= Rosalie Gabler =

Rosalie Adolfine Johanna Gabler (c.1870–1949) was a German-British psychotherapist. A "good friend and former pupil" of the pioneer psychoanalyst Wilhelm Stekel, she translated several books by Stekel into English.

==Life==
Around 1901 Gabler had a child, Katharina. She subsequently divorced her husband and moved with her daughter to England. In the early 1920s, she befriended Harold Samuel Coxeter, father of the future geometer Harold Coxeter. In 1922, her daughter Katie married Harold Samuel Coxeter.

Gabler was a member of the British Psychological Society and the Society for the Study of Orthopsychics. She also corresponded with the British Sexological Society.

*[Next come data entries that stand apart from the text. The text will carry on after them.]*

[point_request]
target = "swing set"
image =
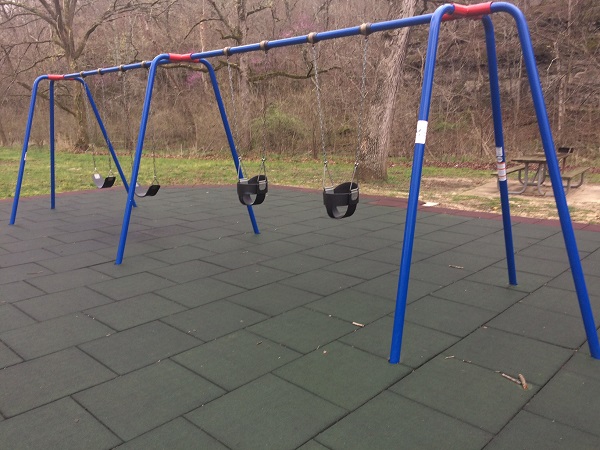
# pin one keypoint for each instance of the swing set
(347, 194)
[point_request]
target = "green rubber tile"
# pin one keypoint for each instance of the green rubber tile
(237, 259)
(571, 399)
(199, 292)
(60, 303)
(29, 256)
(72, 262)
(134, 311)
(450, 317)
(361, 268)
(69, 280)
(343, 375)
(419, 344)
(391, 421)
(302, 329)
(528, 430)
(273, 299)
(11, 318)
(322, 282)
(267, 413)
(180, 254)
(215, 319)
(137, 347)
(554, 328)
(140, 401)
(353, 306)
(527, 282)
(438, 274)
(7, 357)
(506, 352)
(478, 396)
(130, 286)
(487, 296)
(236, 359)
(188, 271)
(178, 434)
(21, 272)
(296, 263)
(52, 335)
(62, 424)
(386, 286)
(43, 380)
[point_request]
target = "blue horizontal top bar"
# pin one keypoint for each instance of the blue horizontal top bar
(285, 42)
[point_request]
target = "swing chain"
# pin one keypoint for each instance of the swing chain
(326, 172)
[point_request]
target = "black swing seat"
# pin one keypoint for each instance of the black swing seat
(346, 194)
(103, 183)
(257, 186)
(141, 191)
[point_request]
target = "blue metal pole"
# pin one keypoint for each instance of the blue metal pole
(554, 172)
(52, 149)
(104, 132)
(415, 183)
(500, 151)
(230, 140)
(13, 214)
(135, 167)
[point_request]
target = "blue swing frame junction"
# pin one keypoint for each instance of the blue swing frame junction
(446, 12)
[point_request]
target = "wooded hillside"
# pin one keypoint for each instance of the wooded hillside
(36, 38)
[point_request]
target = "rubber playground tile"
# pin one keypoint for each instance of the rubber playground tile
(177, 434)
(11, 318)
(353, 306)
(130, 286)
(386, 286)
(391, 421)
(21, 272)
(468, 392)
(28, 256)
(69, 280)
(554, 328)
(72, 262)
(342, 375)
(214, 320)
(273, 299)
(569, 398)
(140, 401)
(481, 295)
(511, 354)
(134, 311)
(62, 424)
(188, 271)
(359, 269)
(450, 317)
(236, 359)
(527, 282)
(43, 380)
(137, 347)
(7, 357)
(322, 282)
(199, 292)
(248, 416)
(528, 430)
(303, 330)
(60, 303)
(251, 277)
(419, 344)
(52, 335)
(296, 263)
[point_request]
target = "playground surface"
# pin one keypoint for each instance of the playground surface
(209, 336)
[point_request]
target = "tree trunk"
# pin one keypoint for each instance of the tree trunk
(375, 146)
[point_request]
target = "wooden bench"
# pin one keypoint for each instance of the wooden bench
(573, 173)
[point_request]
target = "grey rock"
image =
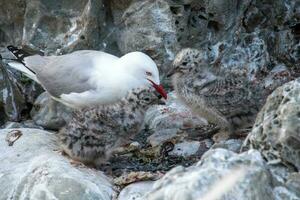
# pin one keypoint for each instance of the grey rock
(149, 26)
(135, 191)
(49, 113)
(231, 145)
(276, 131)
(282, 193)
(287, 184)
(185, 149)
(11, 21)
(63, 26)
(196, 181)
(32, 168)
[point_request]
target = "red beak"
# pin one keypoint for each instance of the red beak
(159, 89)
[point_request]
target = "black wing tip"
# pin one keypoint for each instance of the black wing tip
(11, 48)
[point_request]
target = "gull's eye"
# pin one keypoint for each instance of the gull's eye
(148, 73)
(147, 99)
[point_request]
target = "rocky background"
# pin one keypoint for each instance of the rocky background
(256, 38)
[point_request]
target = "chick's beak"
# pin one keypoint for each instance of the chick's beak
(159, 89)
(173, 71)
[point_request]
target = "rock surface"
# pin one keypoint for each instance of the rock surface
(196, 181)
(135, 191)
(32, 168)
(276, 131)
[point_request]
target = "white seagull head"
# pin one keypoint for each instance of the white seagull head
(142, 68)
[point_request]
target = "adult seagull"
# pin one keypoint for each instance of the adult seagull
(86, 78)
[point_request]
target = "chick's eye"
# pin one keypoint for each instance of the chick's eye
(148, 73)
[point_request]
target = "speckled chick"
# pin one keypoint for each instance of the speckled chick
(94, 134)
(227, 100)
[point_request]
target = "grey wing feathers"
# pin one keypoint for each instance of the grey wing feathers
(229, 96)
(62, 74)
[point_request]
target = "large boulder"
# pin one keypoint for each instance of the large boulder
(216, 166)
(276, 131)
(32, 168)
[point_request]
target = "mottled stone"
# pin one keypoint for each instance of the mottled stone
(135, 191)
(276, 131)
(196, 181)
(63, 26)
(148, 26)
(231, 145)
(32, 168)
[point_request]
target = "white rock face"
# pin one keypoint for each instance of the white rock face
(32, 168)
(197, 181)
(135, 191)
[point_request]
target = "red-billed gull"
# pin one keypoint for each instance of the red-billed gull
(87, 78)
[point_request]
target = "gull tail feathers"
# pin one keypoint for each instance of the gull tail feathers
(20, 64)
(22, 68)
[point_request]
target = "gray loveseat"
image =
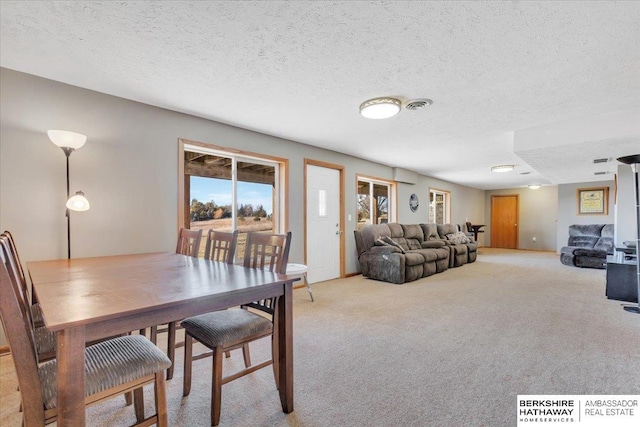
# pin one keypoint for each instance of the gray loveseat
(399, 253)
(588, 245)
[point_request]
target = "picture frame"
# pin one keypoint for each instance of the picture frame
(593, 201)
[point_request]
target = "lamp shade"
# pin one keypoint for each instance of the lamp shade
(66, 139)
(78, 202)
(380, 108)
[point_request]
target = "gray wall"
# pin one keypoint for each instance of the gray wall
(538, 216)
(128, 170)
(568, 209)
(466, 203)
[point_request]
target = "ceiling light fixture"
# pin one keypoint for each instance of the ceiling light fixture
(417, 104)
(502, 168)
(380, 108)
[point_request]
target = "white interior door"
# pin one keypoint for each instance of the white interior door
(323, 223)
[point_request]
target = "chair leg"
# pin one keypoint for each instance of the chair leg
(138, 404)
(306, 282)
(171, 348)
(246, 355)
(275, 357)
(188, 361)
(216, 386)
(161, 400)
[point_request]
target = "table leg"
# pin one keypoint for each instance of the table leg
(285, 348)
(70, 355)
(306, 282)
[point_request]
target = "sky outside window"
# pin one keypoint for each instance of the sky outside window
(219, 190)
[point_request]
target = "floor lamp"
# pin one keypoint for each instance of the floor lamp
(69, 142)
(634, 162)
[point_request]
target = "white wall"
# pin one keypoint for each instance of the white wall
(568, 209)
(625, 208)
(538, 216)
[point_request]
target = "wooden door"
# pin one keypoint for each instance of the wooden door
(504, 221)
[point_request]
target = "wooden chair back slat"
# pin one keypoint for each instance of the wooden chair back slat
(189, 242)
(270, 252)
(267, 251)
(20, 337)
(11, 263)
(221, 246)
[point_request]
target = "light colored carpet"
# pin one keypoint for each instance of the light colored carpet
(455, 348)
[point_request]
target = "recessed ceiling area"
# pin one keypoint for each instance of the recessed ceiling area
(496, 72)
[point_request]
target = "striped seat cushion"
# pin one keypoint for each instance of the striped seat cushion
(108, 364)
(226, 326)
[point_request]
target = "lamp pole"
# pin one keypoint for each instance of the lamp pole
(67, 153)
(634, 162)
(68, 142)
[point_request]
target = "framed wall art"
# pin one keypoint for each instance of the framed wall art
(593, 201)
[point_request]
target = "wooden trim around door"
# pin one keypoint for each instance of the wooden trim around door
(339, 168)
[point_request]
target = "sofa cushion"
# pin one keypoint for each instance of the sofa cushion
(605, 242)
(367, 235)
(414, 258)
(432, 244)
(388, 241)
(458, 237)
(444, 229)
(583, 241)
(430, 231)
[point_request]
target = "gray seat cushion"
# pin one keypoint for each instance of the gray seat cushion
(226, 326)
(107, 365)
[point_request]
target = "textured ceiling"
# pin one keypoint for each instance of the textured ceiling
(299, 70)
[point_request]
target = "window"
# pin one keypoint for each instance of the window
(374, 204)
(228, 191)
(439, 207)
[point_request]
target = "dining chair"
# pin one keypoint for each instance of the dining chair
(188, 244)
(44, 340)
(225, 330)
(221, 246)
(112, 367)
(36, 313)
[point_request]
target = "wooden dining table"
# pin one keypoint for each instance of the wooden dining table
(85, 299)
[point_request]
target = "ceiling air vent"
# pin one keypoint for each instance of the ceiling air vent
(601, 160)
(417, 104)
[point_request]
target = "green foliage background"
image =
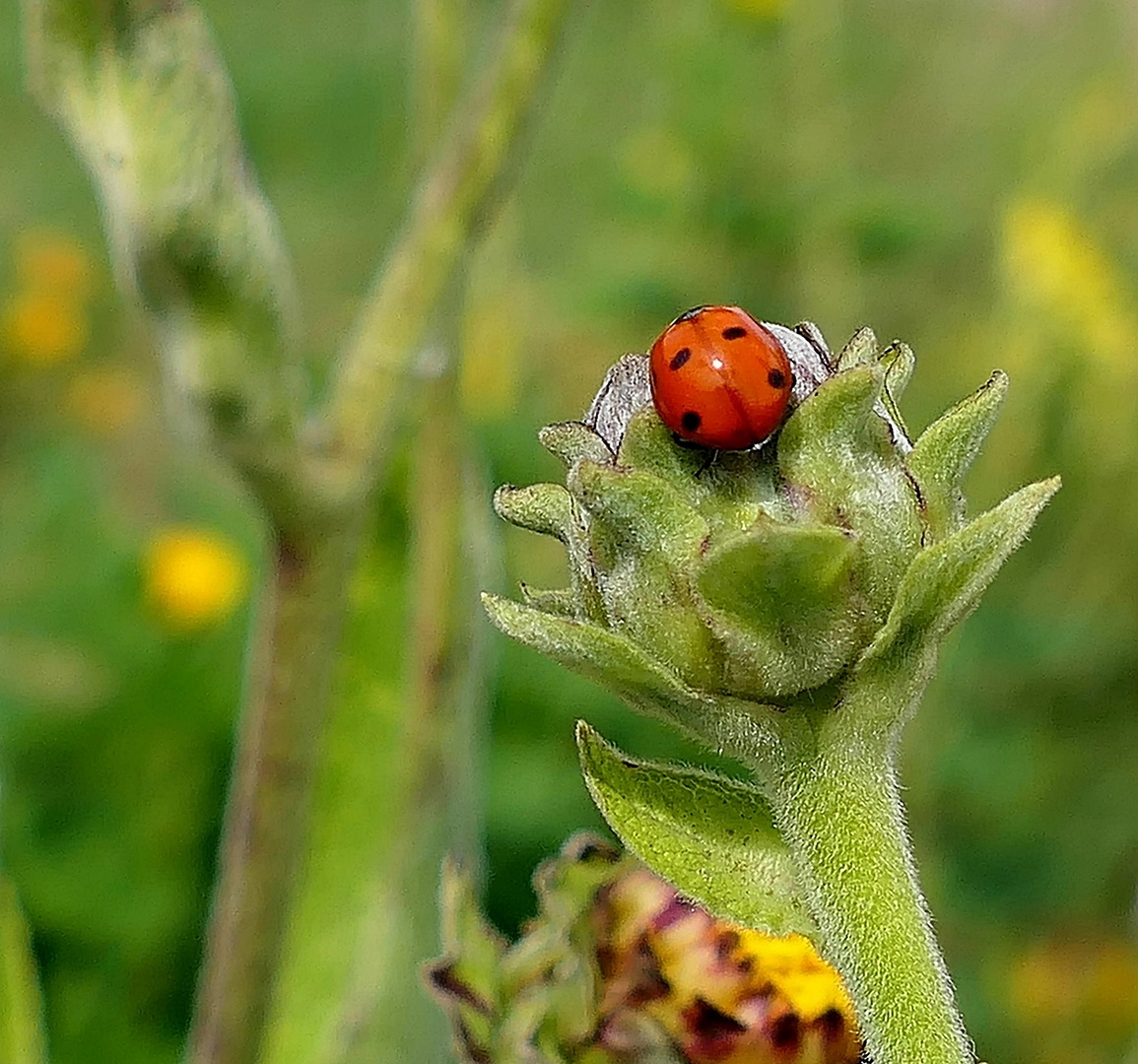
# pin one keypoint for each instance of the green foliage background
(963, 175)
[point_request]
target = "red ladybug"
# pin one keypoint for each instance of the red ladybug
(719, 379)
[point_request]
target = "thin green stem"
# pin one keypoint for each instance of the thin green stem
(448, 211)
(842, 817)
(263, 838)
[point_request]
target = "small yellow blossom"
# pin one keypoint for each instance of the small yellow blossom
(193, 577)
(723, 993)
(42, 328)
(1057, 269)
(103, 400)
(758, 8)
(52, 262)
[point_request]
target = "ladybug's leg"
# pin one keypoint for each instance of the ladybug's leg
(712, 456)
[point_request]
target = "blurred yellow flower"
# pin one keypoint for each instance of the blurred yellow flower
(193, 577)
(49, 261)
(1077, 985)
(103, 400)
(42, 328)
(758, 8)
(725, 995)
(1055, 266)
(797, 972)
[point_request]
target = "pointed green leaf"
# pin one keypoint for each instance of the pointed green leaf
(728, 489)
(837, 459)
(898, 362)
(861, 350)
(644, 540)
(21, 1008)
(636, 511)
(946, 580)
(542, 507)
(561, 601)
(725, 723)
(712, 837)
(573, 440)
(946, 450)
(146, 100)
(780, 600)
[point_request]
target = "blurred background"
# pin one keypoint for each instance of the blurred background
(962, 175)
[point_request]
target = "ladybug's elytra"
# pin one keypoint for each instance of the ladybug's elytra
(719, 379)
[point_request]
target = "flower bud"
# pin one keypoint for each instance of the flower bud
(757, 576)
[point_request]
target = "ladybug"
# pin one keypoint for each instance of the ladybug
(719, 379)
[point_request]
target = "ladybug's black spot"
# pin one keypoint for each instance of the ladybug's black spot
(680, 358)
(695, 312)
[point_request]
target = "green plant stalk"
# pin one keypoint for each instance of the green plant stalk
(262, 842)
(841, 815)
(446, 217)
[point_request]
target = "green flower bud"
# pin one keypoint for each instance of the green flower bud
(703, 584)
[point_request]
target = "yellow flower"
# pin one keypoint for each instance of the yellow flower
(758, 8)
(103, 400)
(53, 262)
(1056, 268)
(193, 577)
(42, 328)
(723, 993)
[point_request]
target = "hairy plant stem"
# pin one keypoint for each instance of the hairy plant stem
(288, 688)
(841, 814)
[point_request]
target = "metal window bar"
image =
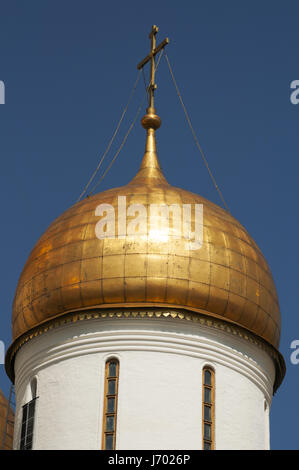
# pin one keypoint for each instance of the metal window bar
(27, 428)
(11, 407)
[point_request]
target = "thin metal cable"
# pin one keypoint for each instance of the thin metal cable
(121, 146)
(194, 135)
(112, 138)
(129, 130)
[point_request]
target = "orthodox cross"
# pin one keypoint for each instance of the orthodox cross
(151, 57)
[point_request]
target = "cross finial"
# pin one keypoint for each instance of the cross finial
(151, 57)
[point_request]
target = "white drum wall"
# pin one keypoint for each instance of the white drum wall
(160, 385)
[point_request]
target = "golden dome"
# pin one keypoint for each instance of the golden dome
(71, 270)
(8, 444)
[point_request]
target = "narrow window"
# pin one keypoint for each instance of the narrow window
(28, 414)
(208, 408)
(110, 404)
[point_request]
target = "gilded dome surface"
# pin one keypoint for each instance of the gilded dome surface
(7, 429)
(71, 269)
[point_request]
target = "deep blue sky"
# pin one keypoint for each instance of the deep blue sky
(68, 68)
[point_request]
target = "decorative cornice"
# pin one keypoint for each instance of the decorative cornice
(177, 314)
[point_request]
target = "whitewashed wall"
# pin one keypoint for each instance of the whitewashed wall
(160, 394)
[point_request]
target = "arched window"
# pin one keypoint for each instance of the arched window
(110, 404)
(28, 417)
(208, 408)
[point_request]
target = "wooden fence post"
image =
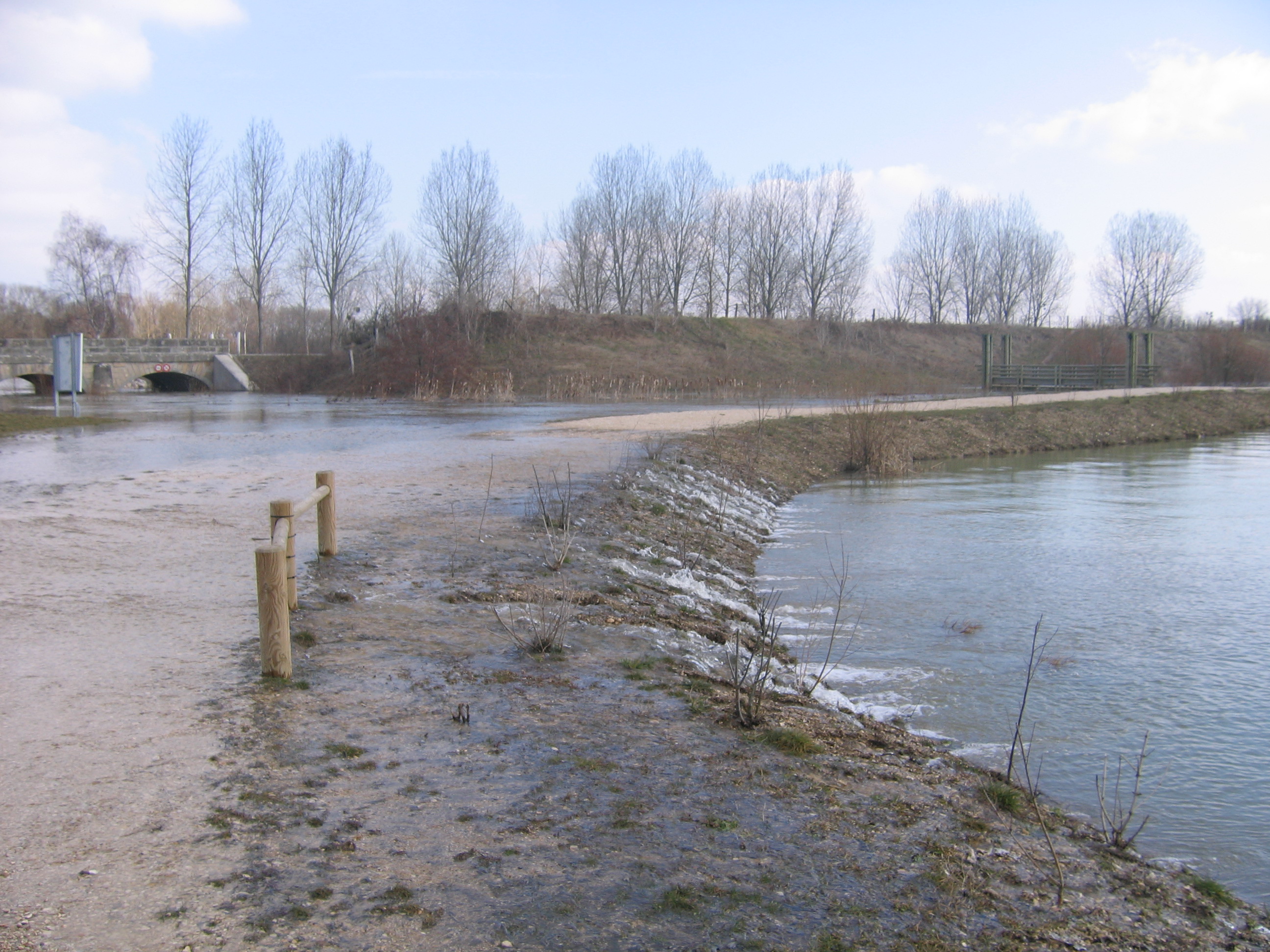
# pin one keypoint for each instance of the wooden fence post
(327, 516)
(987, 362)
(284, 509)
(271, 593)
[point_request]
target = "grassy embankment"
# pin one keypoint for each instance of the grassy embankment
(13, 425)
(586, 358)
(798, 451)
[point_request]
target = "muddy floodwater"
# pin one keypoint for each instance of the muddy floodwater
(129, 587)
(1150, 564)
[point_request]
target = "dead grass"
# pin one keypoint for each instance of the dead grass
(801, 451)
(12, 423)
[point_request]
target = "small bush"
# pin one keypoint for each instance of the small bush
(830, 942)
(679, 899)
(1002, 796)
(792, 742)
(350, 752)
(1212, 890)
(714, 823)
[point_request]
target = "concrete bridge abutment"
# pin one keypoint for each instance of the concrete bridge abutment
(113, 365)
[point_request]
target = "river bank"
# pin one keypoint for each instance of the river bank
(602, 796)
(16, 423)
(599, 798)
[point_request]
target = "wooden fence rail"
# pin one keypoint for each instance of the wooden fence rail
(276, 571)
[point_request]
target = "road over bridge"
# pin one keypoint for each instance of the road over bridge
(130, 363)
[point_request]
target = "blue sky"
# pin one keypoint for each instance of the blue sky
(1088, 108)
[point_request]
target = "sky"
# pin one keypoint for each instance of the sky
(1086, 108)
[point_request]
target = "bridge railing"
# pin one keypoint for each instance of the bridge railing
(276, 571)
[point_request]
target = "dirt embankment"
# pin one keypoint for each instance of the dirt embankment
(605, 796)
(606, 357)
(795, 452)
(14, 423)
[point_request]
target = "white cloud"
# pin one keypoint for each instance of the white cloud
(49, 54)
(1188, 97)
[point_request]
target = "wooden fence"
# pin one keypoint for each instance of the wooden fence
(1137, 371)
(276, 571)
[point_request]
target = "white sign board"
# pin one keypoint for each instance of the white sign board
(69, 363)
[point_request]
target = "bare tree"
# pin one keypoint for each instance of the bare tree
(971, 258)
(342, 197)
(1251, 312)
(770, 249)
(1150, 263)
(833, 243)
(621, 201)
(183, 222)
(466, 225)
(681, 237)
(1047, 277)
(1011, 224)
(399, 286)
(93, 275)
(300, 272)
(895, 292)
(925, 254)
(260, 201)
(727, 243)
(584, 257)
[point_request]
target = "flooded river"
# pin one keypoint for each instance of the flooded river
(1150, 564)
(127, 615)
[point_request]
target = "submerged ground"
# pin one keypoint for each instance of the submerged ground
(600, 798)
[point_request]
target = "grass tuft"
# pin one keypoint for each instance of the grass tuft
(1002, 796)
(350, 752)
(1212, 890)
(792, 742)
(679, 899)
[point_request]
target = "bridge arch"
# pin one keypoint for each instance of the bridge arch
(175, 382)
(42, 382)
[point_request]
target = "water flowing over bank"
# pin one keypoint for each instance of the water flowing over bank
(1148, 561)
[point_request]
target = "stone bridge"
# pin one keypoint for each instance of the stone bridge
(130, 363)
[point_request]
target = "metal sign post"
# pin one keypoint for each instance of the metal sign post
(68, 370)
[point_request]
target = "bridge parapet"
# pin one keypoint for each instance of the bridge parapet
(117, 350)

In June 1934, she became naturalized as a British citizen. In the 1940s, she was living in Peaslake near Guildford.

==Works==
- (tr.) The Beloved Ego: Foundations of the New Study of the Psyche by Wilkelm Stekel. Kegan Paul & Co.: London, 1921.
- (tr.) Disguises of Love: Psychoanalytic Sketches by Wilhelm Stekel. London: K. Paul, Trench, Trubner, 1922.
- (tr.) Conditions of Nervous Anxiety and their Treatment by Wilhelm Stekel. London: K. Paul, Trench, Trubner, 1923.